The Past Is Gone: What About Now?

Congress is in an inquisitive mood, which, all things considered, is generally better for the common good than when the honorable members are in an acquisitive mood.

Senators and Representatives are keen to ask questions concerning revelations that our intelligence community was not as clueless as many of us assumed on Sept. 11. But the Bush administration, which received some alarming and almost prophetic intelligence reports about terrorist threats last summer, has made it clear that it regards questions as tiresome in the extreme. Nevertheless members of Congress will soon get a chance to rant and rave about the White House’s inability to foresee that 19 Middle Eastern men armed with box cutters and plastic knives could bring down the World Trade Center and very nearly demolish the Pentagon.

No doubt some lessons may be learned by airing what we knew, when we knew it and what we did and didn’t do about it. But am I alone in thinking that Osama bin Laden will be following these proceedings with great care? After all, we’re showing the world just how close we came to figuring out his secret, which means that our intelligence sources are pretty good after all. We didn’t crack the code, but we were coming awfully close. Assuming that bad luck finds Osama alive in some cave in Pakistan, he presumably is doing all he can to find out how the Americans knew as much as they did. And he will surely take steps to make certain that those leaks are plugged by any means necessary.
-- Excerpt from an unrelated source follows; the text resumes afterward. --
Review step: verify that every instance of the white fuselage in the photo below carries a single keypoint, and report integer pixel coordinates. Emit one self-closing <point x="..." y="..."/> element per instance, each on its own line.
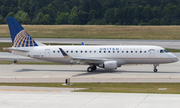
<point x="122" y="54"/>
The phrases “flawless syntax” and “American politicians” are rarely uttered in the same sentence, but when it comes time to question administration officials about last summer’s intelligence reports, the problem will be tense, not coherence. The politicians will want to know, as the man says, what the President knew and when he knew it. The most important issue at the moment, however, is what the President knows and what he intends to do about it. That issue won’t have a public hearing, of course, and it shouldn’t. But behind closed doors, in leak-proof rooms, somebody ought to be asking questions about what we’re doing and how we’re doing it.

For example:

Are we satisfied that any martyr for hire already in America feels the hot breath of John Ashcroft on his neck? We should hope the correct answer is, “Oh, yeah-big time.” The notion of bin Laden minions moving unmolested among us is disturbing enough; the possibility that they might know even a moment’s rest in some sympathic safe house in Jersey City or some flophouse off Atlantic Avenue is appalling. The public doesn’t need to know-and, in fact, shouldn’t know-precisely what the F.B.I. is up to in certain neighborhoods. What’s important is that terrorists who hide there come to believe that they are not safe, not even in some rathole owned by a friend. Or somebody who claims to be a friend.

Are we serious when we say we would never stoop to ethnic profiling in combating Al Qaeda at home? Here, of course, the answer had better be, “Hell, no! Do you think we’re stupid?” If, for public consumption, we insist on asking 85-year-old women from suburban Connecticut to remove their shoes before boarding an airplane, that’s fine, as long as it’s understood that this is all just for show. But when the F.B.I. sends undercover agents into the field these days, it’s very unlikely that they’re hanging out in some Irish bar in Inwood, checking for illegal I.R.A. contributions.

Which leads to another question: Are we doing all we can to make the enemy suspicious of everybody, even (or especially) others who share their, er, ethnic profile? The correct answer is: Time will tell, but the effort is being made. Counterterrorism isn’t simply a matter of denying the enemy freedom of movement. A terrorist operating on American soil ought to spend every waking hour wondering if that was a G-man sitting across from him on a bus, or watching him from across the street-even if that person spoke Arabic and quoted something profound from the Koran. But that kind of operation takes time.

When do we remind some Sunni Muslims how much they really hate other Muslims? No time like the present. Creating division in the enemy’s ranks is a time-honored, though not always honorable, tactic. But it sure beats sitting back and allowing a bin Laden type to create the mirage of a pan-Islamic movement against the West.

Has the phrase “energy independence” been used as part of our long-term strategy? Hey, pal, you’re starting to ask too many questions. What are you, some kind of anti-American nut? The Past Is Gone: What About Now?